A short trip to the Bogong region of north-east Victoria didn’t disappoint, and how could it? Lying beneath the 2 kilometre-high summit of Mt Bogong and its snow-gum and alpine ash-covered flanks, are many deep valleys. And with alpine valleys, come rivers and streams. As Scott and I stood on the roadside, gazing in silent awe at the scene before us, wondering what lay in those valleys became too much to take. So we decided to drive high up into one of them, walk in, and find out.
The mountain stream we arrived at didn’t disappoint. Working our way up, going run for run and pool for pool, we started to pick up some rainbows both on Stimulators and size 14 paraduns, dropping a nymph off the back when needed in the slower, deeper pools.
There were patches of more challenging fishing too, like when we found trout rising to small mayfly spinners behind and in front of boulders. A few fly changes revealed that a size 16 Black Spinner with the right drift, worked wonders.
After that stream, back down the mountain we went – time for some lunch and a cheeky salad… well, not really; make that meat pies and iced coffees!
Then back to the fishing, this time checking out some water on the Kiewa River in the main valley. At first glance, it reminded us of the upper reaches of New Zealand’s Mataura, lined with willows, and with deep runs flowing into long, shallow sections.
It looked like perfect polaroiding water, so that’s what we did. Scott and I both walked upstream slowly, eyeing off every likely spot. It didn’t take long to spot the first brown, swinging back and forth, eating nymphs drifting past. Standing watching for a minute, I decided to try a dry fly: the water was too shallow to hang a nymph off the back, which might catch on a rock and spook the fish. The cast landed a metre ahead of the trout, the Stimi slowly made its way over a riffle and into the zone. Head tilted up, mouth open and I was on. Beautiful brown to the net!
Scott’s turn. Walking up to the next run, sure enough, there was another brown swinging, swaying and feeding in slower water. Scott got down low and with some Ninja manoeuvres, crept closer. He covered the trout with a para Adams… and on! The beautiful brown put up a hard fight before it was in the net.
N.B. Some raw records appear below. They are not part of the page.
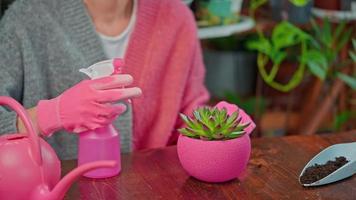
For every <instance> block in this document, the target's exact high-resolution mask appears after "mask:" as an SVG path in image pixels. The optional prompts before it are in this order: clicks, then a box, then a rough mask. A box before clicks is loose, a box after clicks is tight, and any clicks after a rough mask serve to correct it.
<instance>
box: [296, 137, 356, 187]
mask: <svg viewBox="0 0 356 200" xmlns="http://www.w3.org/2000/svg"><path fill="white" fill-rule="evenodd" d="M340 156H343V157H345V158H346V159H347V160H348V161H349V162H348V163H346V164H345V165H343V166H342V167H340V168H339V169H337V170H336V171H334V172H332V173H331V174H329V175H328V176H326V177H324V178H322V179H320V180H318V181H315V182H313V183H309V184H303V183H301V181H300V178H301V176H302V175H303V174H304V172H305V170H306V169H307V168H308V167H311V166H313V165H315V164H319V165H322V164H325V163H326V162H327V161H329V160H333V159H335V158H336V157H340ZM355 173H356V142H352V143H342V144H335V145H332V146H329V147H328V148H326V149H324V150H323V151H321V152H320V153H319V154H317V155H316V156H314V158H313V159H311V160H310V161H309V162H308V164H307V165H306V166H305V167H304V169H303V170H302V172H301V173H300V175H299V182H300V184H302V185H303V186H319V185H325V184H328V183H333V182H336V181H339V180H342V179H344V178H347V177H349V176H352V175H354V174H355Z"/></svg>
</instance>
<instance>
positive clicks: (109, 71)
mask: <svg viewBox="0 0 356 200" xmlns="http://www.w3.org/2000/svg"><path fill="white" fill-rule="evenodd" d="M122 66H123V60H122V59H110V60H105V61H102V62H99V63H95V64H94V65H91V66H90V67H88V68H83V69H80V70H79V71H80V72H83V73H85V74H86V75H88V76H89V77H90V78H91V79H97V78H102V77H105V76H110V75H113V74H119V73H121V72H122ZM99 160H116V161H117V166H116V167H113V168H101V169H96V170H92V171H90V172H87V173H85V174H84V176H85V177H89V178H108V177H112V176H116V175H117V174H119V173H120V171H121V151H120V133H119V131H118V130H116V129H115V127H114V126H113V125H112V124H110V125H108V126H106V127H102V128H98V129H95V130H90V131H85V132H82V133H80V134H79V144H78V165H79V166H80V165H83V164H85V163H90V162H93V161H99Z"/></svg>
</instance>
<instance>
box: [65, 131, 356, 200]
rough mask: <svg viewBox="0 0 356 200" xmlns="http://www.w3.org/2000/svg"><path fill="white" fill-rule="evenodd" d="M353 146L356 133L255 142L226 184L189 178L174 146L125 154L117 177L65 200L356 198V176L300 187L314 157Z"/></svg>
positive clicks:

The fishing went on like this until we got back to the car. There was more walking and spotting, but also nymphing in the deeper pools we couldn’t see into. Extending the dropper and using finer 5X tippet plus a tungsten bead-head nymph, allowed the fly to reach the bottom in these spots and accounted for some nice fish.
It was just a short trip and with fishing and family time shared, it offered just a taste of what’s possible on the streams under Mt Bogong. I can’t wait to get back and explore; maybe some more sight-fishing down low, and scrambling over the boulders up high.